When your employees work at the office, their work is much more structured. They start working at a set time, have limited time to spare, and have a set time when they've got to call it a day. The employees have to experience fewer distractions at home, so they get more work done in less time. There's a proper workflow that all employees follow, making it easier for the managers to manage their teams.

Better Collaboration and Communication

Employees interact with each other more often and more openly when working at the office. They can walk over to their coworker's desk or their manager's cabin to clear the confusion. They don't have to wait for the other person to respond to the email or text they sent.

Healthier Social Life

Although working from home reduces stress, it also leaves employees feeling lonely and isolated. Not meeting and interacting with people in person and not being socially active can have an adverse impact on mental health. It can result in depression and anxiety in more extroverted people who like being around people. Working from the office ensures employees meet each other and stay socially active and connected.

Better Work-Life Balance

Although working from home allows the employees to spend more time with their families, working from home often blurs the fine line between personal and work life. Employees often work after their shift gets over and have to make themselves available at odd times. However, when working from the office, the employees get off at a fixed time and can spend more work-free time at home.

Better Evaluation

It's easier for managers to evaluate their employees' performance and progress when they're working at the office. The remote model often creates a gap between the employees and managers, and it gets hard for the manager to truly evaluate their team members' performance.



Cons of Working from Office

Higher Operational Cost

The cost of operating an office, without a doubt, is huge! Employers can cut down on these expenses by letting their employees continue working from home. However, if you plan to have all your employees return to work, be prepared to have your operational and maintenance costs skyrocket.
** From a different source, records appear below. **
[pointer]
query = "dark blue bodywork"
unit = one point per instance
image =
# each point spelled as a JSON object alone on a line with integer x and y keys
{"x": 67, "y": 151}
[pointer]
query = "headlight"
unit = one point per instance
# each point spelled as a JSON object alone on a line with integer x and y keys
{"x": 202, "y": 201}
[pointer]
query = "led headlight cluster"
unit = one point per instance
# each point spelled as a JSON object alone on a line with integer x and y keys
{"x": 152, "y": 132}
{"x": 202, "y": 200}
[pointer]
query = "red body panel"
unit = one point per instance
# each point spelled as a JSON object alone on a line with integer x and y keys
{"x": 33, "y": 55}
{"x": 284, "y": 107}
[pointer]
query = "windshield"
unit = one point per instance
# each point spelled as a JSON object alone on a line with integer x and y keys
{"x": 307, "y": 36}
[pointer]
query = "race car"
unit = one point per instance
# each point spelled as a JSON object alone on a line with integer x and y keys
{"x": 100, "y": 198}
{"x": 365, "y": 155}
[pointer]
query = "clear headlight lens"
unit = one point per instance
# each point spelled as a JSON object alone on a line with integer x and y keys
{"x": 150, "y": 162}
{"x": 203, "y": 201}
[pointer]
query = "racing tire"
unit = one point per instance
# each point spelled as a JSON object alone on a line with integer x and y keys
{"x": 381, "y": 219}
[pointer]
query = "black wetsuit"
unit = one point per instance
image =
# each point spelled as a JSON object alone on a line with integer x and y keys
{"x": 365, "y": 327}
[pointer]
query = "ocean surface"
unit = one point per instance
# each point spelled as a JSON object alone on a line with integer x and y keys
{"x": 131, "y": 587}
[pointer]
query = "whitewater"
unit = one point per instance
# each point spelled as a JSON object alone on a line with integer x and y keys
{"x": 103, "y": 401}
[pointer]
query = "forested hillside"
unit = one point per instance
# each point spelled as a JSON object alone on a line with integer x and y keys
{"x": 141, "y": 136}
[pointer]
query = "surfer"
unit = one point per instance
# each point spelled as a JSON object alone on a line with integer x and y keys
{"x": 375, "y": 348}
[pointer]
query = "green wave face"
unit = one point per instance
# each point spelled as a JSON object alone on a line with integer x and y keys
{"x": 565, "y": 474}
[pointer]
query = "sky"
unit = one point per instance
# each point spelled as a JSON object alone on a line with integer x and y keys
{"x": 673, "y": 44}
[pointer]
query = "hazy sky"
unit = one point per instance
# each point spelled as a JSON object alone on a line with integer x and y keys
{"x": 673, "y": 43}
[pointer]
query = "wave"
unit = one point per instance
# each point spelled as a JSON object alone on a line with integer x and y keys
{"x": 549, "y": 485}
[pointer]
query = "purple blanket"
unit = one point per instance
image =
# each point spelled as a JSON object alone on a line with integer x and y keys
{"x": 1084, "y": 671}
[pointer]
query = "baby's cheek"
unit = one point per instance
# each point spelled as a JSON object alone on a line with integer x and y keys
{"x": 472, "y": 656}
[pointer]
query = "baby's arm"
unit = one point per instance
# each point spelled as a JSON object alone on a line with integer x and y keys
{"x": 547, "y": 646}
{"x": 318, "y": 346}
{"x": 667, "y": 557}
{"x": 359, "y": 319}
Increased Frustration in Employees

Working from the office leaves little to no time for the employees to do things they enjoy. They can't even take time out for exercise. This can make the employees frustrated. A build-up of frustration in employees can affect their productivity and mental health both.

More Pressure to Ensure Employee Safety

The employer is liable to bear healthcare expenses if an employee gets hurt within office premises. The employer has to their employees' health and safety. They've got to provide their employees with ergonomic office furniture to ensure they aren't at risk of developing work-related musculoskeletal disorders. The employer also has to mitigate all work hazards to ensure the employees are safe at work. This not only means more expense but also adds to the pressure the employer has to bear.

Closing Word – What's Better?

Since both work-from-home and work-from-office models have some cons, you can't really switch to any one model for good. Your best bet is to switch to a hybrid model where all employees have to come to work some days during the week and they can work from home the rest. This way, the employers and employees can enjoy the best of both models and with that, the business will benefit.